Predicting signed interactions in biological networks is crucial for understanding drug mechanisms and facilitating drug repurposing. While deep graph models have demonstrated success in modeling complex biological systems, existing approaches often fail to distinguish between positive and negative interactions, limiting their utility for precise pharmacological predictions. In this study, we propose a novel deep graph model, \textbf{RGCNTD} (Relational Graph Convolutional Network with Tensor Decomposition), designed to predict both polar (e.g., activation, inhibition) and non-polar (e.g., binding, affect) chemical-gene interactions. Our model integrates graph convolutional networks with tensor decomposition to enhance feature representation and incorporates a conflict-aware sampling strategy to resolve polarity ambiguities. We introduce new evaluation metrics, \textit{AUC\textsubscript{polarity}} and \textit{CP@500}, to assess the model's ability to differentiate interaction types. Experimental results demonstrate that \textbf{RGCNTD} outperforms baseline models, achieving superior classification accuracy and improved discrimination of polar edges. Furthermore, we analyze the impact of subgraph components on predictive performance, revealing that additional network structures do not always enhance accuracy. These findings highlight the importance of polarity-aware modeling in drug discovery and network pharmacology, providing a robust framework for predicting complex biological interactions.

Figures (4)

• Figure 1: To model a triplet pair within the network, the edges could be polar (e.g., positive or negative) or non-polar (e.g., neutral). In cases where polarity is present, the model is expected to accurately distinguish and identify the edge’s polarity.

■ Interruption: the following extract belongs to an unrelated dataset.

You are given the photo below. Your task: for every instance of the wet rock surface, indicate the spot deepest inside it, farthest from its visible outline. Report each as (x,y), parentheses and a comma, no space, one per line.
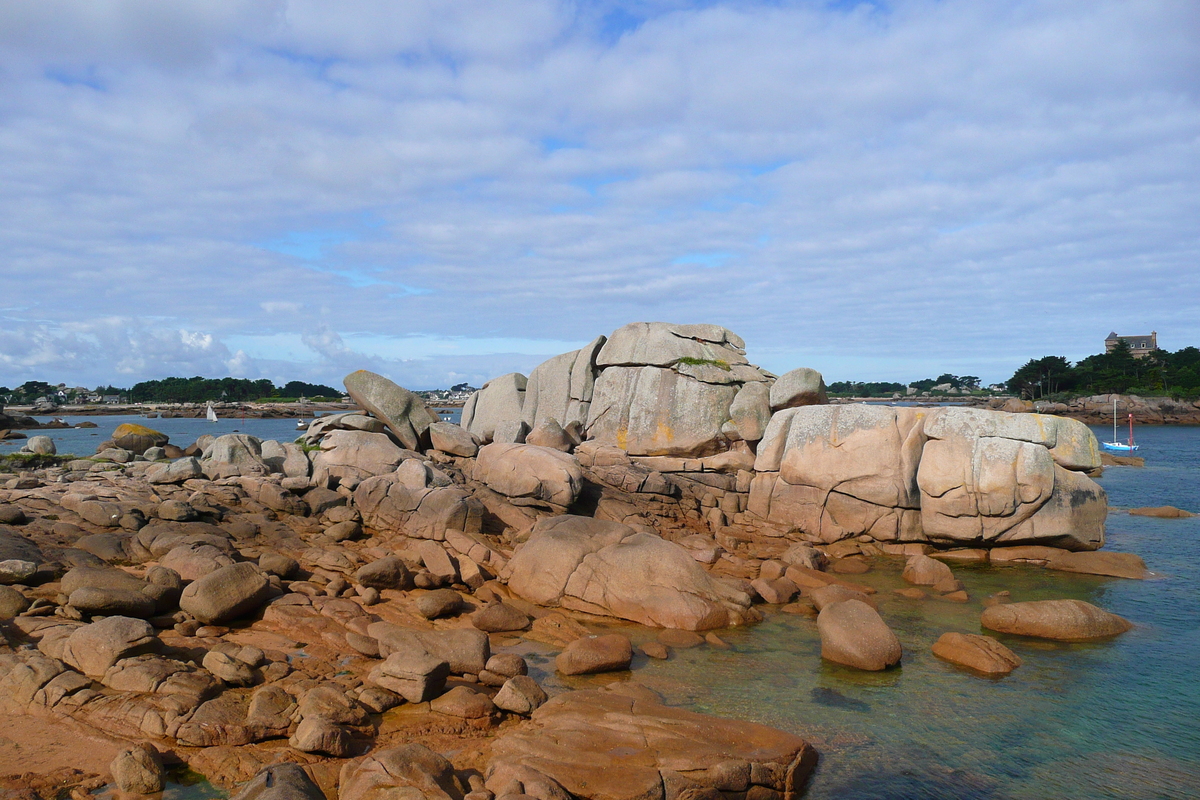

• Figure 2: The figures illustrate the performance of four models (RGCNTD, RGCN, GraphSAGE, and TransE) in polarity edge analysis. The left-side plots show the models’ performance without the CL sampling strategy, while the right-side plots display results after incorporating the strategy. The log$_2$-transformed ranking lines connecting the two sides highlight each model’s ability to differentiate between the two types of interactions
• Figure 3: Overview of model architecture
• Figure 4: The distribution of $C$ in the CL model and NO CL model before and after the mathematical transformation.